Warner Bros. is hoping that Zack Snyder can do for “Superman” what Christopher Nolan did for “Batman.” But the studio’s real-life tangle over the rights to the Man of Steel risks resembling another Nolan narrative: “Inception.”
The way things are going, less than a year after Snyder’s “Man of Steel” is released in 2012 the rights to a significant part of the early Superman lore will revert back to the heirs of creators Jerry Siegel and Joe Shuster.
The Siegel and Shuster estates could wind up owning some parts of the Superman story while DC Comics owns others. The estates could get Superman’s blue leotard, red cape and boots, plus an ability to leap tall buildings while DC retains villains like Lex Luthor plus Superman’s ability to fly.
The question is: Could each party proceed with a subsequent project without the other’s involvement?
In theory, come 2013 auds could see two parallel versions of the Man of Steel ramp up. In practice, that looks pretty unworkable.
Setting this potential scenario in motion were a series of rulings in 2008 and 2009 by U.S. District Judge Stephen Larson, who ruled that Siegel’s heirs had successfully reclaimed their share of the copyright to Action Comics No. 1, which marked Superman’s 1938 debut; Action Comics No. 4; and other early depictions of the character and storyline. (Shuster’s heirs are on a separate timeline that begins in 2013). Larson was acting on a provision of the 1976 Copyright Act that allows authors to regain the copyrights to their creations after a certain period of time, subject to a series of intricate conditions.
Among those conditions is that the works can’t have been made “for hire,” since those are exempt from such “rights termination,” and it’s a reason underlying Larson’s ruling that the Siegel heirs don’t own the Man of Steel outright; he found that Siegel’s work as an employee of DC from 1938-43, as the character’s mythology was still being established, remained under the ownership of the publisher.
While the “Superman” creators’ heirs stand to hold important rights to the character, they don’t have the trademarks, which would pose a significant limitation on marketing and merchandising. And their reclamation of the copyright applies only to the U.S., so international rights would remain in the hands of DC.

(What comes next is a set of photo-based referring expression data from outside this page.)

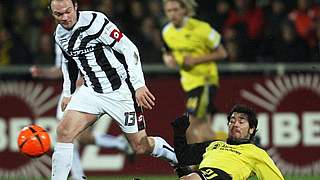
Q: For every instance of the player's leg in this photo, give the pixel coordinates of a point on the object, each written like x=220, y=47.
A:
x=72, y=124
x=155, y=146
x=77, y=171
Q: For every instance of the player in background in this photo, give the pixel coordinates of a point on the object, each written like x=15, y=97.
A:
x=194, y=47
x=114, y=81
x=88, y=136
x=236, y=158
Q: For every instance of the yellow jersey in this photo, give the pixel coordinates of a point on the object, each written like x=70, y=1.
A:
x=240, y=161
x=196, y=38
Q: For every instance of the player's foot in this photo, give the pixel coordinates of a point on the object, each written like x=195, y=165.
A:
x=127, y=149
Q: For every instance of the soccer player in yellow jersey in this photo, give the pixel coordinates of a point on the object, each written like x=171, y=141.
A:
x=193, y=46
x=237, y=158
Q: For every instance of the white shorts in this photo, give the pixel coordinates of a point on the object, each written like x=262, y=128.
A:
x=119, y=104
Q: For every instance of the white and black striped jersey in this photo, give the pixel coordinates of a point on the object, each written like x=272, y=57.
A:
x=102, y=53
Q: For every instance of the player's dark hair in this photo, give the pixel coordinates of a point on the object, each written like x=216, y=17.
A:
x=74, y=2
x=252, y=117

For its part, come 2013, DC could still exploit the Superman projects it’s already made, but under the Copyright Act, the company could not create new “derivative” works based on Action Comics No. 1 and other properties held by the heirs. Presumably, more sequels would mean more legal land mines.

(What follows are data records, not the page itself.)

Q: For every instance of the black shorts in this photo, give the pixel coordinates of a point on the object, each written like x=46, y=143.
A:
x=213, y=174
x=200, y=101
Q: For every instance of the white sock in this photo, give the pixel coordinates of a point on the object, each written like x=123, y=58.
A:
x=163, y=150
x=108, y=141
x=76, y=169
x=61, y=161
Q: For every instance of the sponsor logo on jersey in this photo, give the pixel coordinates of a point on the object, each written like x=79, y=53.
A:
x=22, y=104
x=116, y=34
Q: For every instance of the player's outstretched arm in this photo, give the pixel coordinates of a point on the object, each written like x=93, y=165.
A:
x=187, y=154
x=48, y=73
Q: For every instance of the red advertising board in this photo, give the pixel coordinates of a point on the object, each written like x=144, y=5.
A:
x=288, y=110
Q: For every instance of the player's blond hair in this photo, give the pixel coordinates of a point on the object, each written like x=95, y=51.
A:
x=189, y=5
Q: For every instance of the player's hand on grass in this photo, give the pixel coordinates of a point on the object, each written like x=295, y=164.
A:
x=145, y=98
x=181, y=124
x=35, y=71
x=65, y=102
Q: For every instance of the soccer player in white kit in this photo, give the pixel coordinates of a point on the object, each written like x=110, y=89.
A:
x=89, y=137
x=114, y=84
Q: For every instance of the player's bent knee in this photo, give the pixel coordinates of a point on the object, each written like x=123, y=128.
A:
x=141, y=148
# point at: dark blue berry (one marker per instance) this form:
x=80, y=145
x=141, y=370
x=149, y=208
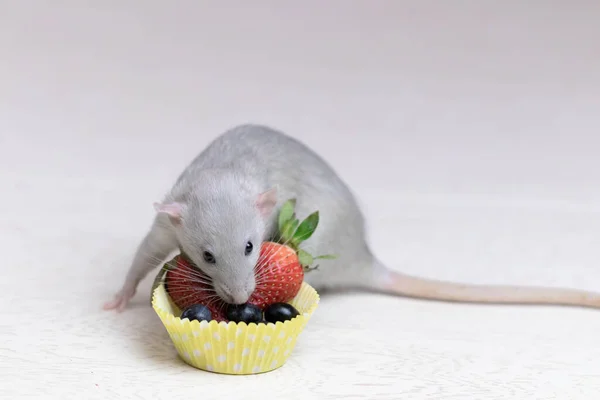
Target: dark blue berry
x=244, y=313
x=197, y=312
x=280, y=312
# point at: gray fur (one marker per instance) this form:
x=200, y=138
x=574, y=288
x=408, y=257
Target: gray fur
x=218, y=193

This is where things get a bit bizarre.
In a recent article published in the Columbia Journal of the Law & the Arts, Anthony Cheng writes that 7th Circuit Court of Appeals Judge Richard Posner’s decision in Neil Gaiman’s suit against Todd McFarlane “could provide the rationale for both parties to continue legally exploiting” Superman. Posner determined that Gaiman’s “Medieval Spawn” was “sufficiently distinct” to justify a separate character copyright from the original Spawn.

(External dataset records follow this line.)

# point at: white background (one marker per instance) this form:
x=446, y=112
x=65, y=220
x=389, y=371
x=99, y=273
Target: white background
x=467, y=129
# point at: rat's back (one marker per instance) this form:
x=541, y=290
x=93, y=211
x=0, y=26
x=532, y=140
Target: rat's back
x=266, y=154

Along this line of reasoning, one way to settle the Superman dispute would be to “split the character in two — a 1938 Superman and a Modern Superman — and allow both sides to create new works based on their versions,” Cheng writes.
Moreover, because both sides would independently be exploiting their respective versions of the Man of Steel, they wouldn’t have to go through the tricky work of accounting for each others’ profits. They’d own what they own. One downside, though, Cheng writes, is that DC would have the more valuable version of the character, given the length of time it has been transforming Man of Steel projects into popular culture.
The other, more obvious, option is that all parties come together. But that’s no easy feat. The heirs’ attorney, Marc Toberoff, is appealing Larson’s decision to the 9th Circuit to get a more definitive ruling on who owns what, while DC is proceeding with its suit against Toberoff, charging that he has poisoned their relationship with the Siegels and Shusters.
Amid all the acrimony, it’s easy to forget the original intent of the “rights termination” clause of the Copyright Act: to give authors another opportunity to share in the rewards of their creations, not to parcel them out in bits and pieces.
Larson’s point wasn’t to parcel out the rights but to compel everyone to come to the same table for potentially mutual benefit. As he wrote in one ruling, Superman is an “aggregate whole,” not “a red cape here, a particular villain there.”